A cause du réchauffement climatique, la glace de mer de l’Arctique est vouée à disparaître dans les prochaines années. Outre l’extinction dramatique de la biodiversité propre à la banquise (béluga, ours blanc, morue polaire, entre autres), des perturbations des cycles biogéochimiques sont à redouter. Elles ont fait l’objet d’une étude menée par une équipe internationale de chercheurs dénommée BEPSII (pour Processus d’échange biogéochimique aux interfaces mer-glace ). Ces scientifiques plaident pour que les données concernant la fonte de la banquise soient enfin incluses dans les modèles de prédiction climatique.
BEPSII, c’est plus de 30 chercheurs de Belgique dont Dr Bruno Delille (FOCUS – ULiège) ainsi que Pr François Fripiat et Pr Jean-Louis Tison (Géosciences, Environnement et Société – ULB), de Finlande, des Pays-Bas, de Norvège, d’Allemagne, du Canada, des États-Unis, du Royaume-Uni, du Japon, de France et d’Afrique du Sud.
La pompe de carbone biologique mise en péril
« Concernant le CO2, nous ne sommes pas arrivés à une conclusion claire. Malgré les 18 années d’études menées en Belgique sur ce sujet, le rôle exact de la banquise vis-à-vis de ce gaz à effet de serre n’est pas assez bien connu. On ne peut pas prédire si, du fait de la diminution de la glace de mer, l’océan Arctique va devenir un puits de carbone plus important ou moins important », explique Bruno Dellile, biogéochimiste et chercheur qualifié FNRS.
« Toutefois, il devient assez clair que l’efficacité de la pompe de carbone biologique va diminuer. » Ce mécanisme est un élément majeur du cycle du carbone et participe à la séquestration du CO2. Il est composé d’une série de processus biologiques (organismes morts, excréments, particules de matières, etc.) par lesquels du CO2 de surface est transporté vers les profondeurs océanes.

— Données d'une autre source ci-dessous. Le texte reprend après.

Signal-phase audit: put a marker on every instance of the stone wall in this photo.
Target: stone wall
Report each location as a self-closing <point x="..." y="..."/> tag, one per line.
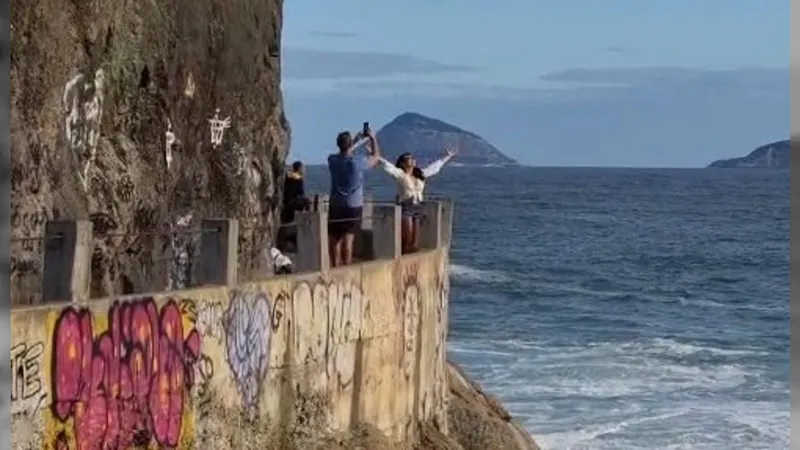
<point x="113" y="111"/>
<point x="284" y="363"/>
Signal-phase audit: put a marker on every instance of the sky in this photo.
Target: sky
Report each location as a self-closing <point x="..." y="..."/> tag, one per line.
<point x="622" y="83"/>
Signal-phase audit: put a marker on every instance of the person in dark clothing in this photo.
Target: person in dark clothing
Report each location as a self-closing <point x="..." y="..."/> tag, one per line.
<point x="294" y="193"/>
<point x="294" y="199"/>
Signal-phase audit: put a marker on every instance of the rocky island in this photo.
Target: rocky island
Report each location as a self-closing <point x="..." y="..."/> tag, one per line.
<point x="160" y="112"/>
<point x="770" y="156"/>
<point x="427" y="137"/>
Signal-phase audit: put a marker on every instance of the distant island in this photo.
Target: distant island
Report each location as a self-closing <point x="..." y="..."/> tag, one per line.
<point x="427" y="137"/>
<point x="770" y="156"/>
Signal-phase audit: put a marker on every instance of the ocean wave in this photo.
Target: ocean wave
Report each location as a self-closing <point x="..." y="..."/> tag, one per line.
<point x="467" y="273"/>
<point x="649" y="393"/>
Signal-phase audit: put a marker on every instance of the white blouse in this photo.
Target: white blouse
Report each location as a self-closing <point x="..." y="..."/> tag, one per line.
<point x="408" y="186"/>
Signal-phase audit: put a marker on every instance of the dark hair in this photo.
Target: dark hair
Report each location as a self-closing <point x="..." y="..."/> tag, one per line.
<point x="416" y="172"/>
<point x="343" y="140"/>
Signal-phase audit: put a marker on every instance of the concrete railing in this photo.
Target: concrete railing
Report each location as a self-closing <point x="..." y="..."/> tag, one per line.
<point x="68" y="246"/>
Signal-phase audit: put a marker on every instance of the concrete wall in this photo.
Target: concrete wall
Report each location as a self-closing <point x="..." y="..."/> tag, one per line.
<point x="236" y="367"/>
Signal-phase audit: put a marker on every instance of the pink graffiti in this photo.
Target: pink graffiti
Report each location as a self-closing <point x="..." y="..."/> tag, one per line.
<point x="125" y="386"/>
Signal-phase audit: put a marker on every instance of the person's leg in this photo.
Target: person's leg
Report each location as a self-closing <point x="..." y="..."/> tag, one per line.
<point x="406" y="230"/>
<point x="351" y="227"/>
<point x="414" y="240"/>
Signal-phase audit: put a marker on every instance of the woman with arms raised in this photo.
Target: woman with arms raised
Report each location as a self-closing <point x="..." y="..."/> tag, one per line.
<point x="410" y="186"/>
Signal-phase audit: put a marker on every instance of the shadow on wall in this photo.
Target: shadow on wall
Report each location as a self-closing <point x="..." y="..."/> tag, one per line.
<point x="292" y="359"/>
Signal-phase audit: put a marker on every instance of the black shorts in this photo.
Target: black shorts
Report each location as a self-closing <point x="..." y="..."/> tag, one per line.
<point x="343" y="220"/>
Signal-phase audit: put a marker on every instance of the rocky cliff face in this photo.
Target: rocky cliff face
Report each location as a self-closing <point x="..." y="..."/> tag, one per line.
<point x="771" y="156"/>
<point x="113" y="105"/>
<point x="427" y="137"/>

Le carbone atteignant le fond peut être sous forme organique ou sous forme inorganique comme le carbonate de calcium (CaCO3), composé essentiel des organismes calcifiés tels les foraminifères.
La banquise, un bouclier contre les flux de méthane du permafrost sous-marin
Concernant les rejets de méthane, ils seront à la hausse avec la fonte de la banquise. Cela ne fait l’ombre d’aucun doute.
A la problématique du permafrost continental qui relargue, sous l’effet du réchauffement provoquant son dégel, le méthane emprisonné dans le sol depuis des centaines d’années, s’ajoute celle du permafrost sous-marin.
« De grandes quantités de méthane sont stockées sous l’océan Arctique sous forme d’hydrates de méthane », explique Bruno Delille. « Avec le réchauffement, on appréhende que ce méthane soit libéré dans la colonne d’eau. » Et finalement dans l’atmosphère.
En effet, la banquise forme une couche qui bloque les flux de méthane dans la colonne d’eau. Cela permet à des bactéries méthanotrophes de consommer ce méthane et de le transformer en CO2, soit un gaz à effet de serre avec un effet radiatif 14 fois moindre. Autrement dit, le méthane est alors transformé en un gaz à effet de serre 14 fois moins puissant en termes de réchauffement climatique.
« Or, avec la fonte de la banquise, ce rôle de conversion du méthane en CO2 va disparaître. Et le relargage du méthane dans l’atmosphère va accélérer l’accroissement de la température. »
Davantage de nuages
Une petite lueur dans ce sombre tableau. Avec la fonte de la banquise, les émissions de DMS (diméthylsurfure) vont augmenter. Ce gaz climatique a tendance à refroidir l’atmosphère.
« Il s’oxyde dans l’atmosphère, crée de petites particules qui jouent le rôle de noyaux de condensation à partir desquels se forment les nuages. L’albédo augmente et davantage de radiations solaires sont alors réfléchies vers l’espace », poursuit le docteur Delille.
Des modèles trop optimistes
Dans leur publication scientifique commune, les chercheurs notent que « le manque actuel d’inclusion des processus biogéochimiques associés à la glace de mer dans les modèles climatiques est préoccupant. »
En effet, la glace de mer ,avec ses propriétés physiques et biologiques particulières, n’est actuellement pas prise en compte dans les modèles climatiques.
« Or, cette absence d’inclusion peut très bien nous donner une vision tronquée et édulcorée d’un avenir pourtant déjà sombre », conclut le groupe de chercheurs.